Gli Stati Uniti lanciato un allarme nazionale senza precedenti dopo che gruppi di hacker collegati all’Iran hanno preso di mira dispositivi industriali esposti su Internet, compromettendo sistemi vitali per servizi essenziali come energia, acqua e amministrazione pubblica.
Secondo un avviso congiunto diffuso martedì da agenzie federali, tra cui FBI, CISA, NSA, Dipartimento dell’Energia e U.S. Cyber Command, gli attacchi hanno preso di mira controllori logici programmabili (PLC) — componenti chiave che automatizzano processi industriali critici — causando interferenze operative, manipolazione dei dati e perdite finanziarie.
I dispositivi sotto attacco — utilizzati per monitorare e controllare infrastrutture come impianti idrici, reti elettriche e sistemi municipali — erano accessibili direttamente via Internet, rendendoli particolarmente vulnerabili.
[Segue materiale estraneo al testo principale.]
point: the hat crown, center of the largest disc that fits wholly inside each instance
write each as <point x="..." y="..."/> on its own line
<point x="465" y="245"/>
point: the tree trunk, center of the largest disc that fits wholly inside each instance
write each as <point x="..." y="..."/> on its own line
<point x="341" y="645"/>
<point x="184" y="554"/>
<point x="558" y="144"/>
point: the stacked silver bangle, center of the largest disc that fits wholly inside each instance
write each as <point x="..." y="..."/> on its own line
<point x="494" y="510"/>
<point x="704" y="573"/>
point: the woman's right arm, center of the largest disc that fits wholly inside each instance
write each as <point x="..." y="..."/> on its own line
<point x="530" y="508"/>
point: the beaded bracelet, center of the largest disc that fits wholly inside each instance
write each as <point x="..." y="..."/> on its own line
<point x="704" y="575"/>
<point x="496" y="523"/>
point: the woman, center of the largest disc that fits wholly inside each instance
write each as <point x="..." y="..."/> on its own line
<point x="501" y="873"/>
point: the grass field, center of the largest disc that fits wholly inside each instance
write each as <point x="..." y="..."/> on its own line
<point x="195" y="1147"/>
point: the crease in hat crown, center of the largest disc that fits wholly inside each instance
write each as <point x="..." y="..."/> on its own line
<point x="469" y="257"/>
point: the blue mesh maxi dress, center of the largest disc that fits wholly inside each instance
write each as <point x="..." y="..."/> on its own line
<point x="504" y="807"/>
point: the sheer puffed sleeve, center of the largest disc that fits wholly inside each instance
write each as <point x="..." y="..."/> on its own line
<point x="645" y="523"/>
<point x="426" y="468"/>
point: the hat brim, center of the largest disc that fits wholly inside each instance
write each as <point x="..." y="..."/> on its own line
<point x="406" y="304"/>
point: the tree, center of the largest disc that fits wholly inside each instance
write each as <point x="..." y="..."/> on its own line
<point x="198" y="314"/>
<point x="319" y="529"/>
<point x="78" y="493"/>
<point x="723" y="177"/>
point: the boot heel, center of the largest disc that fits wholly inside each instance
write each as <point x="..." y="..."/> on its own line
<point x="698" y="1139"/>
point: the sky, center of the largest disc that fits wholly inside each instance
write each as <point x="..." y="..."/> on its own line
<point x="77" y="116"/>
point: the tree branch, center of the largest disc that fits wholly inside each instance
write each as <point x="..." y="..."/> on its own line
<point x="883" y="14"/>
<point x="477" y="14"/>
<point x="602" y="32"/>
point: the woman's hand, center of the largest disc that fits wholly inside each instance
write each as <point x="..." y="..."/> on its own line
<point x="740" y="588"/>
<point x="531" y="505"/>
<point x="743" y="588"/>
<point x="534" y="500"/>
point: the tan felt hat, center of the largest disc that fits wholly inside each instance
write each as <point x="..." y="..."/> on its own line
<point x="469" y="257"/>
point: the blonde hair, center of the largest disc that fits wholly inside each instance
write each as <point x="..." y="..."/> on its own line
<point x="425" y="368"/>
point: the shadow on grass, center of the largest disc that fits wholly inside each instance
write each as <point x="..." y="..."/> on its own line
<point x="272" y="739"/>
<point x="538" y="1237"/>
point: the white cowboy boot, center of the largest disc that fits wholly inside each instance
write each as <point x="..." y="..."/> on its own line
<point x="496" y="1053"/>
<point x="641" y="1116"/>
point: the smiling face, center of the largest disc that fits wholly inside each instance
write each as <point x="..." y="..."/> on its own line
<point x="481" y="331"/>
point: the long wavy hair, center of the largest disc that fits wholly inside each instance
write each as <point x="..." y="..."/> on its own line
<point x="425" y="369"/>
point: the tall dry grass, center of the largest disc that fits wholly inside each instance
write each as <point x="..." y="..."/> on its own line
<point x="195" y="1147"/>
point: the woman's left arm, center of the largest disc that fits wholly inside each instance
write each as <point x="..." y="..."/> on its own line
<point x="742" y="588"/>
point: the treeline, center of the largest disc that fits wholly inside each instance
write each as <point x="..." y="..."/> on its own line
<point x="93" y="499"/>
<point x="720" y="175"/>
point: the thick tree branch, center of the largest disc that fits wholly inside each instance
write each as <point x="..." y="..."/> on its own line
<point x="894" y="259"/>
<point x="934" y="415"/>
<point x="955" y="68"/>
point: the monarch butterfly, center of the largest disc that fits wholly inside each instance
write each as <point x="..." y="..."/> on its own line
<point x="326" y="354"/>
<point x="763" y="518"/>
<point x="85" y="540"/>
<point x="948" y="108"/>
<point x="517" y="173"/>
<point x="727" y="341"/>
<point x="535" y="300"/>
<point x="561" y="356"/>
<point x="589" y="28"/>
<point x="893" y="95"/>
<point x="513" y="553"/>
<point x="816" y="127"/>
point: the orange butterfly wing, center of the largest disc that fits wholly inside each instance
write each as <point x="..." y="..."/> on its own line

Gli hacker sono riusciti a: manipolare dati visualizzati sui sistemi di controllo umano-macchina (HMI, iinteragire in modo dannoso con file di progetto dei PLC, ridurre la funzionalità operativa di sistemi industriali critici
L’ondata di cyberattacchi è stata collocata dalle autorità statunitensi nel più ampio contesto delle crescenti ostilità tra USA, Israele e Iran. Secondo i funzionari, gruppi hacker affiliati all’Iran stanno intensificando le loro operazioni in risposta alle pressioni internazionali e ai recenti sviluppi sul fronte geopolitico.